I’m absolutely not trying to tell you to give up on this book, merely trying to get the point across that you are creating something out of thin air spinning non-existent straw into gold and there will ALWAYS be more thin air and more non-existent straw. So take the pressure off. It doesn't have to be "perfect". This isn’t your last book and it’s not your last opportunity either.

And if it makes you feel any better, the books I've thought were my worst actually sold the best.

I also think I have been lazy in my editing up until now. Yes, I've edited it. But I haven't been as wholehearted about it as I could have been - for whatever reason.

Perhaps not the best person to give advice because I don’t edit, other than for typos (so basically a proofread), but I can recommend the Margie Lawson EDITS system which is eye opening. I’d never do this on a whole book because it’s sickeningly intense, but it’s great to do on a chapter or two and is helping me to write better the first time around. It involves using highlighter colours to section off your writing so you can better analyse it.

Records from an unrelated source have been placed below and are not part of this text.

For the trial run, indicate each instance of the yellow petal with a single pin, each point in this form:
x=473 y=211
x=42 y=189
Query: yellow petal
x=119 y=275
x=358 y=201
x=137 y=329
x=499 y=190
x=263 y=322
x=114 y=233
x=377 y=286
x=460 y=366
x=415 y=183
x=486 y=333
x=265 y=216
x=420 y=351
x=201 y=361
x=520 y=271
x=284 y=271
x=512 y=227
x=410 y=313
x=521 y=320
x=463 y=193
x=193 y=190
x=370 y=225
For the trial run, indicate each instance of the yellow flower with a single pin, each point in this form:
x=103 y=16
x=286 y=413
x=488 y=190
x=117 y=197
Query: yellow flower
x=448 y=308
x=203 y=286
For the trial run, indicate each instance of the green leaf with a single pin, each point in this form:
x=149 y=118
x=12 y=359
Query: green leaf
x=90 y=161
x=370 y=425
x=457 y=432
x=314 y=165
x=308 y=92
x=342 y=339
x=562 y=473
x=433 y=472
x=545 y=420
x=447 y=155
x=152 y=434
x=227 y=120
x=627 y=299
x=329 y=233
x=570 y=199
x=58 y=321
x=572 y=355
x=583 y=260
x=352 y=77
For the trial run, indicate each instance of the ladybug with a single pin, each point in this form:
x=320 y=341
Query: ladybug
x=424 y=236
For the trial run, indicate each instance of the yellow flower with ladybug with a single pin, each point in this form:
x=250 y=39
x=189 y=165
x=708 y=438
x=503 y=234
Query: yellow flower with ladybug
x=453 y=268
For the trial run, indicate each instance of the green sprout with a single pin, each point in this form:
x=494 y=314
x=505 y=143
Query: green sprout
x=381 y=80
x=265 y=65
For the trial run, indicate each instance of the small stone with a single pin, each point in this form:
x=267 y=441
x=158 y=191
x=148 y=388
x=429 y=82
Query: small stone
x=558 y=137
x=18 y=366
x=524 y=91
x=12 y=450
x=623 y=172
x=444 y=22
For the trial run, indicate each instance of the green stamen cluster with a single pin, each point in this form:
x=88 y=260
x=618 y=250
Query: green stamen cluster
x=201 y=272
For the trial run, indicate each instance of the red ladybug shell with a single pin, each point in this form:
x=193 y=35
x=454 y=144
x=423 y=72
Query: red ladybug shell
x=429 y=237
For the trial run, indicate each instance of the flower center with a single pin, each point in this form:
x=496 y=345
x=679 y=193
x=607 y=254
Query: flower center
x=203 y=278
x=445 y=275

E = Emotion -- Pink – Visceral Responses only

D = Dialogue Blue What’s said out loud

I = Internalizations Yellow Thoughts, Narrative, Exposition

T = Tension/Conflict Orange is tracked in the margins

S = Setting/Description – Green -- setting, character description

(Excuse the fucked up formatting, I copied and pasted that from her lecture).

The lecture packet can be found on her website for £17 (Margie Lawson Academy). She advises some pre-requisites before taking it (I highly recommend those too, she was a psychologist who helps authors write better character actions and visceral responses) but if you’re already writing at a level where you’re getting three agents interested then maybe you could just jump right in with that one.

Hope some of that helps! 😊

vbhafjlb · 01/09/2020 08:25

+1 to everything themental said.

jacqelinedaniels · 02/09/2020 13:26

Wow this thread is really helpful for me too, I’m anxiously waiting for revisions from my agent and getting very nervous. Try not to panic Goldfish it’s so easy to feel overwhelmed and to have those responses you must be really good at what you do. themental thank you for your advice, I will be following all of it!

GoldfishParade · 11/09/2020 22:07

Dear everybody,
Thank you so much for all your advice, and especially @themental. I read your novel in a week thread, and found it fascinating. I also really loved the extract you posted from your book. I've bookmarked your thread and will be going back to read it again, as it's something that could interest me. You have a very personable way about you - thank you for taking the time to write such a detailed response.

I managed to turn a corner. I suddenly saw exactly what my agent had been trying to tell me. Once I got started with my editing, I was able to get into the zone and it all started coming quite naturally. Clearly I just had a bit of an ego wobble, thank you for seeing me through that!

There are a few agents who are very hands on, and do line editing as a way of being able to present publishers with an 'almost finished product', thereby hopefully increasing your chances of selling it.

I'll keep you updated on what happens next! I had no idea that writing the book would be the easy part. I have spent longer editing this book than I did writing it, but as I work through these edits, I realise that I am still a 'writer in training'. This has been an insanely useful learning experience for me, I'm almost seeing it as a kind of apprenticeship. For my next book, I plan on trying to self-edit a little more as I go, to avoid having to get the chainsaw out like this at the end.